Sustrans have the skills and expertise to establish well formed, safe and attractive off-road routes that appeal to many users: cyclists, walkers, tourists, families and the handicapped. They should be given a fair chance by the local people to present their plans.
From: Henry Doyle, Northallerton.
HOW about the profits from the Tour de Yorkshire being used to upgrade cycle routes in the county like the track from Scarborough to Whitby? Isn’t this the purpose of Welcome to Yorkshire hosting such events?
Attack on democracy
From: Coun Gerry Barker (Con), Wharfedale Ward, Bradford Council.
I REFER to your recent article regarding the hard-left Momentum Group looking to unseat popular Conservative MPs.
The members of this group comprise mainly of people with connections to either Militant Tendency, the Workers’ Revolutionary Party or the Communist Party. Their aim is in their name.
I have canvassed all over Shipley constituency and can state that, although Labour supporters do not agree with Philip Davies’s political views, they do not deny that he is a very good constituency MP, promptly responding to letters and emails and fighting for their causes.
Philip Davies has often said he has no political ambition, he just wishes to remain a backbencher and work for the members of his constituency. The only other present-day politician who has a similar record of standing up and voting against his own party on principle is Jeremy Corbyn, darling of the Momentum group!
Philip Davies works hard for the Shipley constituency and to have a jumped-up zealot like Owen Jones state to the contrary shows how little he knows of constituency issues and affairs.
He refers to Philip Davies as a bigot, whereas it is he and his hard-left friends who are the bigots, trying to usurp democracy to meet their own ends. It saddens me greatly to see such unpleasant tactics entering the political arena.
Clarity over war dates
From: Elisabeth Baker, West Yorkshire County Chairman, ABF The Soldiers’ Charity, Leeds.
IT was gratifying to read (The Yorkshire Post, September 18) that the Queen’s Own Yorkshire Dragoons have not been forgotten and that their memorial in Doncaster Minster has been restored and will be re-dedicated next year.
But reference is made to the puzzlement of some of those involved about the fact that the dates of the First World War are given on it as 1914-1919, and the explanation which they have tracked down is, they say, because some of the men died in 1919 in the influenza pandemic.
In fact, the real reason why 1919 is give as the end of the war is because November 11, 1918, was only the Armistice, which brought hostilities to an end.
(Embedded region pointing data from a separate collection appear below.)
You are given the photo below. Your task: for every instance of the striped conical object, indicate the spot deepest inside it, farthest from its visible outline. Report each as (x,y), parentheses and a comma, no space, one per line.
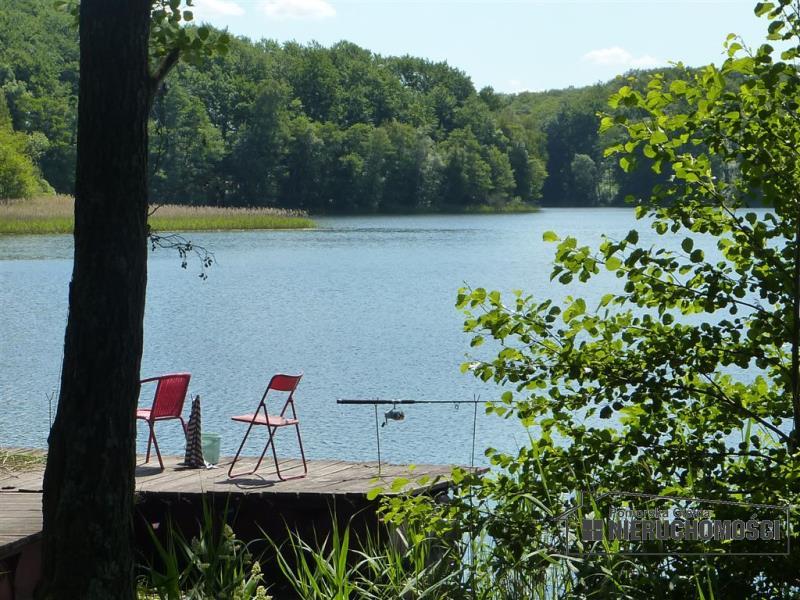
(194,445)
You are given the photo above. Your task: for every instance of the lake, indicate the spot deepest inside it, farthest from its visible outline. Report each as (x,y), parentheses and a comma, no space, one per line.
(363,306)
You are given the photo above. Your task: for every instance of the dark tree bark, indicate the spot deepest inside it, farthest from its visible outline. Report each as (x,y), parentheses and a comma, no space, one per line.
(89,480)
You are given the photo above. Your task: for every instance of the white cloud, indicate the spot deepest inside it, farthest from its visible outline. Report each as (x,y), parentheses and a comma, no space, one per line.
(298,9)
(619,57)
(216,8)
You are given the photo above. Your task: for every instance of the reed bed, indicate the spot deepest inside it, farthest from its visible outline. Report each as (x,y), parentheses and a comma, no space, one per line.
(20,459)
(54,214)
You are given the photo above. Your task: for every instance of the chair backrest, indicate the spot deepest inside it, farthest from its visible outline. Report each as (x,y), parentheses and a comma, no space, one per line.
(170,395)
(282,383)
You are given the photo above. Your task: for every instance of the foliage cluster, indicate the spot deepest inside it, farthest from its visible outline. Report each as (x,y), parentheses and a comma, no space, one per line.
(323,129)
(685,382)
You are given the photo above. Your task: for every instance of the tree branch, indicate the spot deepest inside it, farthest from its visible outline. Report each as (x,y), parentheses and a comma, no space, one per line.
(169,61)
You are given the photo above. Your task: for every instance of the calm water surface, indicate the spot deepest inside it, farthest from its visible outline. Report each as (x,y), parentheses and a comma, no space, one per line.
(363,306)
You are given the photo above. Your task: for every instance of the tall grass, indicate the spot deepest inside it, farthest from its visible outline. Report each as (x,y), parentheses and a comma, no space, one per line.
(16,459)
(54,214)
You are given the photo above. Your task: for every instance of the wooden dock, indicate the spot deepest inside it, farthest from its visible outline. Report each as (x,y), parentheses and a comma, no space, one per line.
(330,485)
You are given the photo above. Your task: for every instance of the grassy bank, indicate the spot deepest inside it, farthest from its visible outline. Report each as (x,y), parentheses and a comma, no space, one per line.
(53,214)
(20,459)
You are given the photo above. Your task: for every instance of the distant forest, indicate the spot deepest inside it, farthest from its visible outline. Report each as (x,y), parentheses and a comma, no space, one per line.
(337,129)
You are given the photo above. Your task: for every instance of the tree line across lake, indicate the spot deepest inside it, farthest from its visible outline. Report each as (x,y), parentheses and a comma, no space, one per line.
(337,129)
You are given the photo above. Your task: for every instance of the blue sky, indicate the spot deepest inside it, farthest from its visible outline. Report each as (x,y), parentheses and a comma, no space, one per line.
(512,45)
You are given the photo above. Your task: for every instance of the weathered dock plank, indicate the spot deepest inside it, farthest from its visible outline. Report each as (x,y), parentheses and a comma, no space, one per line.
(327,480)
(20,521)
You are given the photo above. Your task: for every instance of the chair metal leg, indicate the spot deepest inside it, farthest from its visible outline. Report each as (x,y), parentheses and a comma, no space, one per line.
(302,454)
(155,443)
(149,442)
(236,456)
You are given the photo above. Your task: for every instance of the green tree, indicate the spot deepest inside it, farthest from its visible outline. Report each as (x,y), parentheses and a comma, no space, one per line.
(87,506)
(19,177)
(185,151)
(584,180)
(467,178)
(258,154)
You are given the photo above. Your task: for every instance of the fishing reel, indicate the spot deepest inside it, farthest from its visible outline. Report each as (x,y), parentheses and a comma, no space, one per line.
(393,414)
The war itself was not officially over until the Treaty of Versailles the following year.
Devolution for the people
From: Stewart Arnold, Leader, Yorkshire Party.
FOLLOWING the effective collapse of the City Region in South Yorkshire, we are delighted that common sense has prevailed (The Yorkshire Post, September 19).
Now we have the opportunity to properly consider what we want a One Yorkshire devolution settlement to look like and how we can create modern, prosperous, democratic devolution for the whole county.
A One Yorkshire settlement is good news for places like Hull, Bradford and other large cities, as well as for the smaller towns and the countryside. The whole of Yorkshire should be able to share in whatever benefits devolution will bring.
It is vitally important that this next stage engages the people of Yorkshire who, so far, have been excluded from the debate.
Twenty years ago, to the day, the Welsh people voted for devolution. This followed a long period of debate involving all parts of the country and all sectors of society. We need nothing less than the same in Yorkshire.